And you can't be on the internet without having anti virus software.
I've been on the net one way or another since the early nineties, never run a firewall on my computer, never run background antivirus software and never had a problem.
1. Use a dedicated firewall - either a gateway server or on your ADSL box.
2. Don't download except from trusted sources -- preferably where you can read the source and compile it yourself.
3. Run any virus checker as a one off against downloads (Firefox seems to insist on doing this... till then I never bothered due to 2).
4. Know what all the processes (not applications) running on your PC are; as I type, I have 32 processes running in task manager.
Nothing can break into your PC without you providing a way in. I won't run background software that I don't trust and I simply don't trust any company selling software on the basis that "there are dark forces out there trying to invade your PC" -- it's more bunkum. Just don't download from untrusted sources.

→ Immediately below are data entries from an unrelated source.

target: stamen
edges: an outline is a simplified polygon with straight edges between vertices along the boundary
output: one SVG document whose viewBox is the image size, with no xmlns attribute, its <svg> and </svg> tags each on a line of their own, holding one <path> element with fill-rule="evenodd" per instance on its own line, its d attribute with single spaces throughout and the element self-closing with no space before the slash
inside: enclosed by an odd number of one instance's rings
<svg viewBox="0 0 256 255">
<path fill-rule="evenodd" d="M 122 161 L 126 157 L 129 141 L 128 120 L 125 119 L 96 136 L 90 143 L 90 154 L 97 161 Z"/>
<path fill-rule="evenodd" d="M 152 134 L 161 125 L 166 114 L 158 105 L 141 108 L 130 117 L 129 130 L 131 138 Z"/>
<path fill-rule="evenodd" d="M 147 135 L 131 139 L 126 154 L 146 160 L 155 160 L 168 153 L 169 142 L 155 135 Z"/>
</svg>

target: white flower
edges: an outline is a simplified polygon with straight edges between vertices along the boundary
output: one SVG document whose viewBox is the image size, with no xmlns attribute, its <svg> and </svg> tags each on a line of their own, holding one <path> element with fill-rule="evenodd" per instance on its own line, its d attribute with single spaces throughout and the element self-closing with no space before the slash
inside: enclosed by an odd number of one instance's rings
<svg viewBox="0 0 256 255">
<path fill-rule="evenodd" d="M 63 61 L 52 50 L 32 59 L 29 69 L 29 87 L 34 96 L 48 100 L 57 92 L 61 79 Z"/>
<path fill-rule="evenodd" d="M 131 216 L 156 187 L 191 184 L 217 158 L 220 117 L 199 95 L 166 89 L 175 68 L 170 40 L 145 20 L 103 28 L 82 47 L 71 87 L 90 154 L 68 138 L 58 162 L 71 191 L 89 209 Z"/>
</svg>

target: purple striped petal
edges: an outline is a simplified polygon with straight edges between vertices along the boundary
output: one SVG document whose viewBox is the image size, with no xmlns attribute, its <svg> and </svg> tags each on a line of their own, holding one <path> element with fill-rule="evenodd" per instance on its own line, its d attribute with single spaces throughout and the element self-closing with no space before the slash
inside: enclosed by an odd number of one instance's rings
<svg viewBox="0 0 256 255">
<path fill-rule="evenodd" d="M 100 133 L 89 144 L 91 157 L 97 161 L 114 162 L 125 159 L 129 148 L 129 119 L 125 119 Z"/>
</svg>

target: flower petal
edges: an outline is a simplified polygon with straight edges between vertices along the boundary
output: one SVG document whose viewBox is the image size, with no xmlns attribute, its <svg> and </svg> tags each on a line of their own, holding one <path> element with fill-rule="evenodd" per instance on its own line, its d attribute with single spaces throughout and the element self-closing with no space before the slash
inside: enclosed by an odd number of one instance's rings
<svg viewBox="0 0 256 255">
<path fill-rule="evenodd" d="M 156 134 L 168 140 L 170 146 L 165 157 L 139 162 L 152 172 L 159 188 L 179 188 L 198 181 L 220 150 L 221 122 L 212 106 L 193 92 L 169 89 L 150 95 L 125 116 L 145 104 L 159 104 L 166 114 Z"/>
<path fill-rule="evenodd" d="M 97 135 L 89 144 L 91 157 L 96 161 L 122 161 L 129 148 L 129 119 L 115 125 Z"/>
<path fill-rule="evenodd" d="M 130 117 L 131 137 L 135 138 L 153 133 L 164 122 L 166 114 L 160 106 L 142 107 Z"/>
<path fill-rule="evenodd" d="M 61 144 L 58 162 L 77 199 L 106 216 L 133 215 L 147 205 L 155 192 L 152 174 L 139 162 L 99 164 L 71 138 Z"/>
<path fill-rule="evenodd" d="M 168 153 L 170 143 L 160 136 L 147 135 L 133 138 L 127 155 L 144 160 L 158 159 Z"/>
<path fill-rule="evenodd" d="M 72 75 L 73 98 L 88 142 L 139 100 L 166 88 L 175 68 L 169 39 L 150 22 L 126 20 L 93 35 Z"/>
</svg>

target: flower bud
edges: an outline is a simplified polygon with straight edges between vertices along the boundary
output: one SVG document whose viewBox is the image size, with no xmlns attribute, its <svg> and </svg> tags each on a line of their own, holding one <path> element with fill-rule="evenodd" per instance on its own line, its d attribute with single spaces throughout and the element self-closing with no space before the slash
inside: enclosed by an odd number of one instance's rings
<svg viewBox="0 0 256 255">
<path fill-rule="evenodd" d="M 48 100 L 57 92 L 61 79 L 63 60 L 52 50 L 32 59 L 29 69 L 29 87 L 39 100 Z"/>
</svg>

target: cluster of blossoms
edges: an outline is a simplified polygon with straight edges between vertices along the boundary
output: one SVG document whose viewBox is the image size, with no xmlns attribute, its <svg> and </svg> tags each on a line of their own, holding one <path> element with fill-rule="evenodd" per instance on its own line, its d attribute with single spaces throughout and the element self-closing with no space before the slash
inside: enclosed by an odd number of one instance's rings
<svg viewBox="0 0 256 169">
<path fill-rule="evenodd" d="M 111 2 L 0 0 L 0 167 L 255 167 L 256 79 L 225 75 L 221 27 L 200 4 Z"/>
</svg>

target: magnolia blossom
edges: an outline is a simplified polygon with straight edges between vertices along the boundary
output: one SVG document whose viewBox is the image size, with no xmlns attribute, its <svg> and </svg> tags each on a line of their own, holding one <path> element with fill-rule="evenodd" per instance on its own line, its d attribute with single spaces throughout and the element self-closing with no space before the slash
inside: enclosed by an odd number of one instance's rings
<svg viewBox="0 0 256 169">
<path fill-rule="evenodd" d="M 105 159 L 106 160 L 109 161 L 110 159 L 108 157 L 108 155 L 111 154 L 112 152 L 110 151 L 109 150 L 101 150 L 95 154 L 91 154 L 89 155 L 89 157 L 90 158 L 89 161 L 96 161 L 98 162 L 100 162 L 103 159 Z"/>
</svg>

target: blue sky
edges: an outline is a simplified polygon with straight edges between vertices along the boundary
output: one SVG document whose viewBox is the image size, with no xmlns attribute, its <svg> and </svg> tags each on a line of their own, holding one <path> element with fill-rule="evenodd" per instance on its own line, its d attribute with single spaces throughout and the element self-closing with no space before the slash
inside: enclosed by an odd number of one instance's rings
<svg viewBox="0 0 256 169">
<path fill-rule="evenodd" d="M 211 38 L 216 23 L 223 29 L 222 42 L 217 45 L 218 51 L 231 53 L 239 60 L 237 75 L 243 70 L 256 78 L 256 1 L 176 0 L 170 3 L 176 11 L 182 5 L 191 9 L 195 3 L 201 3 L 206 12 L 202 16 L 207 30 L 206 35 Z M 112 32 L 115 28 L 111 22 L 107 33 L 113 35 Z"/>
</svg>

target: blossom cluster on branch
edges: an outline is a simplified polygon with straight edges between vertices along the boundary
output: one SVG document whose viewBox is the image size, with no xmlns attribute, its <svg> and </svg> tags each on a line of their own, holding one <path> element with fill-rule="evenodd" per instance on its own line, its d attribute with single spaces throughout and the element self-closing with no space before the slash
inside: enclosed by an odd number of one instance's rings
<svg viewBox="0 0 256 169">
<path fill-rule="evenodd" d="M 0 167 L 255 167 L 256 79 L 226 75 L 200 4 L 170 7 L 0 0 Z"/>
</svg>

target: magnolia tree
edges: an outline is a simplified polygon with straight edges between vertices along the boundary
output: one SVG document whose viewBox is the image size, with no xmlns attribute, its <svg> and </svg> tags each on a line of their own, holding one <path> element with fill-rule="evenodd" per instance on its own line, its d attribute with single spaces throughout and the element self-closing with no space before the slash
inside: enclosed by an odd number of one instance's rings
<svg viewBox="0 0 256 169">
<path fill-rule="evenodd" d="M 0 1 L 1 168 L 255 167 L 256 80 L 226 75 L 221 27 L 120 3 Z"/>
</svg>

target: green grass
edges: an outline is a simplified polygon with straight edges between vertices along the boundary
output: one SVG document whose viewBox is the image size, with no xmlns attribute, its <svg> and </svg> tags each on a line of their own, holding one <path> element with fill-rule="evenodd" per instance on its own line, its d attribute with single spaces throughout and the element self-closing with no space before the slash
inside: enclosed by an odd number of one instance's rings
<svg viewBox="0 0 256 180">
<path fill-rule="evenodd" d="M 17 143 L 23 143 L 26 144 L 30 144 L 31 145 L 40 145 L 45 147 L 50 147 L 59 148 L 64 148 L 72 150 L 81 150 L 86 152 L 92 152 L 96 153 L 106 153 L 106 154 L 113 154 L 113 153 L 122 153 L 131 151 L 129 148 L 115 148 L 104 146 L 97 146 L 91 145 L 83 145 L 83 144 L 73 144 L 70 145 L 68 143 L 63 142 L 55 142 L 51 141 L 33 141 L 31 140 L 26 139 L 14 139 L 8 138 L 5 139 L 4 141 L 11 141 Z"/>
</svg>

The most important thing is to provide a firewall the acts like you're not there. Last time I checked, the Windows firewall rejected packets back to the sender, indicating you exist. A proper firewall just drops them, wasting the sender time and appearing just like any other invalid address. Then don't open incoming ports on the firewall -- mostly you won't need any - responses to requests you make outbound don't need any.
(Also, using a good ad blocker in your browser can stop exploits and, if you're not running your browser it doesn't take up CPU. And don't randomly accept cookies, either -- again, you're potentially telling who-knows-who that your IP address is valid; but ideally the ad blocker would be catching these up front.)